It’s been a decade since passengers have died in the crash of an airliner carrying more than 100 people, and there hasn’t been a deadly crash of a plane with more than 10 seats since … 2009. Its a dramatic turnaround. From July 1994 to January 1997, an airliner crashed at least once every three months, killing a total of 805 people. … The federal government intervened, but not with sweeping laws or regulations. Instead, a series of seemingly mundane, incremental changes, many recommended by the industry itself and put in place at little cost, have gradually made the skies safer. … “[T]he things that had the biggest impact were base hits.” Bloomberg Businessweek, Jan 30-Feb 5, 2012 Yes, Flying is a Pain. But It’s Safer Than Ever.
It is great to find that innovation or produce that product that changes the whole industry (e.g. iPad). I’ve been fortunate to have been associated with businesses that have had these kind of successes (e.g., Motorola). But what keeps us going — allowing us to survive — between these home runs, is getting the job done and improving things incrementally every day.
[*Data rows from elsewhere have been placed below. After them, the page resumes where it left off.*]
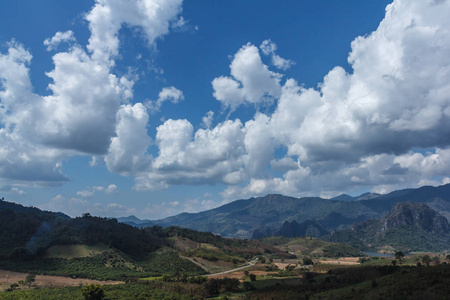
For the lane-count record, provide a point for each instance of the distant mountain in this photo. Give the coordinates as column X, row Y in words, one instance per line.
column 135, row 221
column 344, row 197
column 407, row 227
column 310, row 228
column 264, row 216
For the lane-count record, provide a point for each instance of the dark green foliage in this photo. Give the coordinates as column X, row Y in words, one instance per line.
column 340, row 250
column 217, row 286
column 408, row 227
column 108, row 266
column 93, row 292
column 30, row 279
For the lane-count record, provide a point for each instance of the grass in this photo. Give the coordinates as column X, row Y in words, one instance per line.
column 72, row 251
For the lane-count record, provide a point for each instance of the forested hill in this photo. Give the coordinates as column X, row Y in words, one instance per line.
column 266, row 215
column 407, row 227
column 27, row 233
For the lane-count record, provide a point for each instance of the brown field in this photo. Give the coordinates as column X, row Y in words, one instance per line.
column 341, row 261
column 240, row 274
column 9, row 277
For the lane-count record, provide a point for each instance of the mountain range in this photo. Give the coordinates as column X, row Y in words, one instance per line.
column 265, row 216
column 407, row 227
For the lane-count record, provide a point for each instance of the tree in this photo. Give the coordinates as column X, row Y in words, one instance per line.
column 426, row 259
column 307, row 261
column 93, row 292
column 30, row 279
column 399, row 256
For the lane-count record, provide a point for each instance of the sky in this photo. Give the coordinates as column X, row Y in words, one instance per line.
column 157, row 107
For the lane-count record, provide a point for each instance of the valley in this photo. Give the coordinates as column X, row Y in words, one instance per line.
column 296, row 258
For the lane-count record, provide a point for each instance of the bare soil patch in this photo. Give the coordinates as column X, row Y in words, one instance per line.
column 8, row 277
column 341, row 261
column 240, row 274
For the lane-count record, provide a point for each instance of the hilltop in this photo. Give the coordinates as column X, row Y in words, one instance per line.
column 265, row 216
column 407, row 227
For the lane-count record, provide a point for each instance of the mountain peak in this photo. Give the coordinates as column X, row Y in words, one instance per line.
column 417, row 215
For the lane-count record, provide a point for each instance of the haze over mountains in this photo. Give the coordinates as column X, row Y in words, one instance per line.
column 265, row 216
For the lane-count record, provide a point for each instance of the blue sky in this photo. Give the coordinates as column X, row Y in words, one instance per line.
column 157, row 107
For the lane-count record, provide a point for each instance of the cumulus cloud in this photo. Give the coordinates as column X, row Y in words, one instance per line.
column 355, row 130
column 90, row 191
column 87, row 110
column 208, row 156
column 251, row 81
column 58, row 38
column 127, row 152
column 268, row 48
column 75, row 207
column 107, row 17
column 171, row 94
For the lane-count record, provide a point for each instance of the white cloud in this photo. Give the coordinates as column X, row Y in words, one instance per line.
column 252, row 82
column 127, row 152
column 58, row 38
column 90, row 191
column 268, row 48
column 76, row 207
column 85, row 194
column 112, row 189
column 83, row 110
column 107, row 17
column 171, row 94
column 208, row 156
column 207, row 120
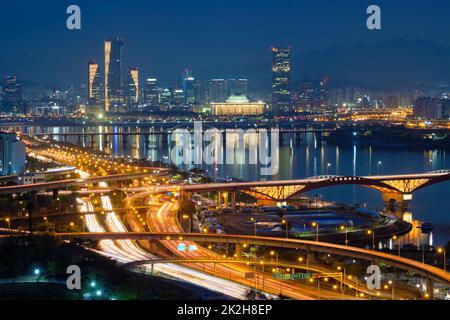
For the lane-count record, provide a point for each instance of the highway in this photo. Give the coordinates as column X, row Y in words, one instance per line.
column 165, row 218
column 424, row 270
column 126, row 251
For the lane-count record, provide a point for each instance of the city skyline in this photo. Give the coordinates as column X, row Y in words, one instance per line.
column 156, row 54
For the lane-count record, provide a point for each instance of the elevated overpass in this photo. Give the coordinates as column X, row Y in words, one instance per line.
column 397, row 186
column 424, row 270
column 61, row 184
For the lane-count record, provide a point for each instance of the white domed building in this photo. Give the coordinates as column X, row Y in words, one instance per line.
column 238, row 105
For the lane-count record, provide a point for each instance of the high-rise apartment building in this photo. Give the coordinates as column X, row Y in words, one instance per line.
column 12, row 95
column 281, row 79
column 95, row 90
column 114, row 75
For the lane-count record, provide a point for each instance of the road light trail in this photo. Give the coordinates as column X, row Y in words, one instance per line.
column 128, row 251
column 165, row 220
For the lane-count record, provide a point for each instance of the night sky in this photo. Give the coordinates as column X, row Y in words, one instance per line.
column 165, row 36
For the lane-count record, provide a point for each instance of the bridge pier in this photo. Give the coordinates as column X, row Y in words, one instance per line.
column 105, row 140
column 238, row 251
column 92, row 142
column 402, row 199
column 233, row 200
column 430, row 288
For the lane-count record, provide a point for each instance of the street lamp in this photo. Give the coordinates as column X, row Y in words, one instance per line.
column 273, row 253
column 442, row 250
column 284, row 221
column 344, row 228
column 37, row 273
column 254, row 224
column 398, row 243
column 188, row 218
column 392, row 289
column 316, row 225
column 370, row 232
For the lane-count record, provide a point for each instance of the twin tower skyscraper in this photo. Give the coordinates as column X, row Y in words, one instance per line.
column 119, row 90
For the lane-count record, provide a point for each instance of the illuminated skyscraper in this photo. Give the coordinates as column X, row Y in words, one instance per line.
column 133, row 87
column 12, row 95
column 190, row 90
column 151, row 92
column 114, row 75
column 94, row 84
column 12, row 154
column 281, row 79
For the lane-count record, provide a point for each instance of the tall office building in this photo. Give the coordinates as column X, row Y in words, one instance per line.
column 114, row 75
column 94, row 84
column 217, row 90
column 133, row 88
column 281, row 79
column 151, row 92
column 12, row 95
column 12, row 154
column 190, row 90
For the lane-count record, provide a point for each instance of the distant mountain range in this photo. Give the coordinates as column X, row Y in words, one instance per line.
column 396, row 63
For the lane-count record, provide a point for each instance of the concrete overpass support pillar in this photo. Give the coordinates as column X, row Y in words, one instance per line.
column 238, row 251
column 92, row 141
column 430, row 289
column 105, row 140
column 225, row 199
column 402, row 201
column 233, row 199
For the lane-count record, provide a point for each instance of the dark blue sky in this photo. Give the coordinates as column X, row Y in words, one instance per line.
column 163, row 36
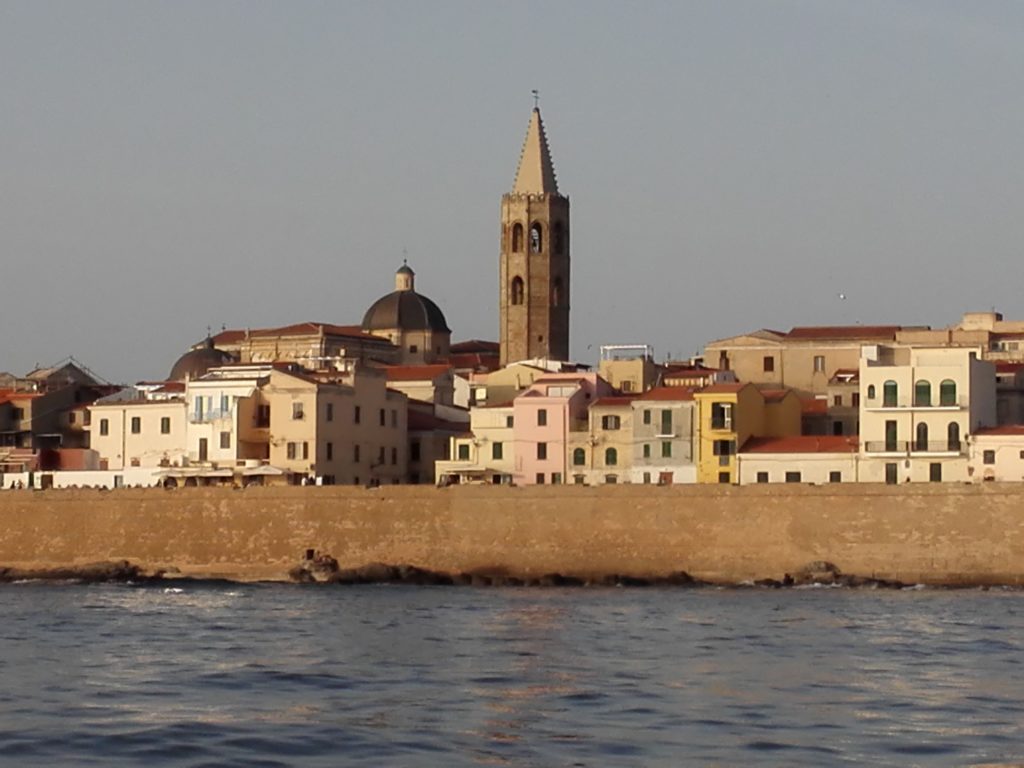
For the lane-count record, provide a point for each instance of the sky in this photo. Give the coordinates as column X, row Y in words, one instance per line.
column 166, row 167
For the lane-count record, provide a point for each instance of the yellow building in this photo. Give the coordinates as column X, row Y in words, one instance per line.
column 731, row 414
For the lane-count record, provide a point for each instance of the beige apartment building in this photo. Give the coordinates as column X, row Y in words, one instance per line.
column 918, row 409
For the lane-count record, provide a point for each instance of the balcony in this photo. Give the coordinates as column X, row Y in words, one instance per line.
column 912, row 448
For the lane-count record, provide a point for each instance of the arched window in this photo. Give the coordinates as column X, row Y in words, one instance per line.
column 516, row 291
column 947, row 392
column 922, row 442
column 517, row 238
column 952, row 436
column 889, row 394
column 923, row 393
column 536, row 239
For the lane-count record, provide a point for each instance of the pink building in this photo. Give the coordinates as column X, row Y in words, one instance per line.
column 543, row 417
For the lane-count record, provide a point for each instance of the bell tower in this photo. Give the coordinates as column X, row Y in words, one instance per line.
column 535, row 257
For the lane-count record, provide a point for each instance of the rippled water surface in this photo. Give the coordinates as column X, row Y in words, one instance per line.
column 226, row 675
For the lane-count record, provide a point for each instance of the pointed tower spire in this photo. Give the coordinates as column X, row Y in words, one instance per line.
column 536, row 174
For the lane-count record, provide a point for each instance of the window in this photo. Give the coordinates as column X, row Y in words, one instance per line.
column 516, row 291
column 536, row 238
column 517, row 238
column 721, row 416
column 890, row 393
column 892, row 473
column 921, row 439
column 923, row 393
column 262, row 416
column 891, row 435
column 947, row 392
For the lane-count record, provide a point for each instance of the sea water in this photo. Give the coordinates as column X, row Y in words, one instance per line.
column 200, row 674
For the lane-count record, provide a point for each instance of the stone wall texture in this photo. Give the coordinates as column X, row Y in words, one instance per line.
column 914, row 534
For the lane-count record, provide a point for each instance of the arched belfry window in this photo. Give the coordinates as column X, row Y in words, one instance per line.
column 516, row 291
column 517, row 238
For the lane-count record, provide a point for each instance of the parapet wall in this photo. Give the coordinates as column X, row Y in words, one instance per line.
column 930, row 534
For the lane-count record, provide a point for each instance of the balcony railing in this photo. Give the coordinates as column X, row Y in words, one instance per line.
column 913, row 446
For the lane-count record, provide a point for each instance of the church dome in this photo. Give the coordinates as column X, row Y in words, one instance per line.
column 196, row 363
column 404, row 309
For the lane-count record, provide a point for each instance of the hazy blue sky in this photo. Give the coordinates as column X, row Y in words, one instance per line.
column 168, row 166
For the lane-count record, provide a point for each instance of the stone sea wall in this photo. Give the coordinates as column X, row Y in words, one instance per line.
column 914, row 534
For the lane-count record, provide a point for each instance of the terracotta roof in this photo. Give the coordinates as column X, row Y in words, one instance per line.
column 725, row 387
column 1007, row 429
column 475, row 346
column 416, row 373
column 614, row 400
column 668, row 393
column 813, row 406
column 844, row 332
column 233, row 336
column 801, row 444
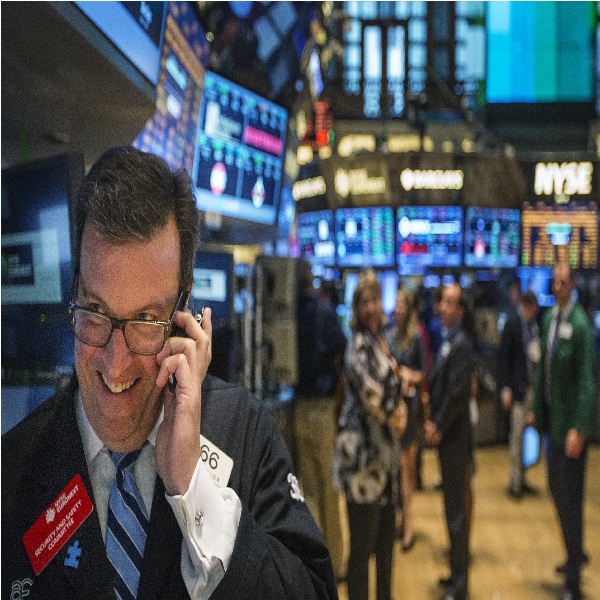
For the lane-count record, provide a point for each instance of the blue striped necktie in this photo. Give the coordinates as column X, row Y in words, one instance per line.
column 126, row 527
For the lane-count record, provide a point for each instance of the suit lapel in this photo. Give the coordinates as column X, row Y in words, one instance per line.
column 64, row 459
column 162, row 555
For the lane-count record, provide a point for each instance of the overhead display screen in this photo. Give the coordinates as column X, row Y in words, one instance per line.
column 316, row 237
column 564, row 233
column 429, row 236
column 240, row 148
column 365, row 237
column 492, row 237
column 540, row 51
column 171, row 131
column 136, row 28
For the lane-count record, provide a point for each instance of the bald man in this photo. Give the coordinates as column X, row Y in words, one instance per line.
column 563, row 409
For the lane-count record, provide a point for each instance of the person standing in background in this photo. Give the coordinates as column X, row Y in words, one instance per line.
column 563, row 413
column 407, row 347
column 518, row 356
column 145, row 477
column 449, row 428
column 321, row 346
column 372, row 419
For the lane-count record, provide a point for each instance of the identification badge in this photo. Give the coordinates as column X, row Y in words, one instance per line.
column 565, row 331
column 58, row 523
column 445, row 349
column 217, row 463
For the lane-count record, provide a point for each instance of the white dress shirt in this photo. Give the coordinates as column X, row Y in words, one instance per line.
column 206, row 548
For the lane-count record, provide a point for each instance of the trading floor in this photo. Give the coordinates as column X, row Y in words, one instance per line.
column 515, row 545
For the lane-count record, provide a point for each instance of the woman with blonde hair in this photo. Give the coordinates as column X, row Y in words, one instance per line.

A few percentage points improvement in productivity each year, for example, compounds into significant improvements that can readily keep us a step ahead of our competition (e.g., Toyota). Continuous small gradual improvements might not be as exciting as saving lives or creating the next killer product, but it keeps us in the game with the opportunity to hit one out of the ball park — at least on occasion.
Are your projects trying to change the world all at once or are some of them making continuous incremental improvements?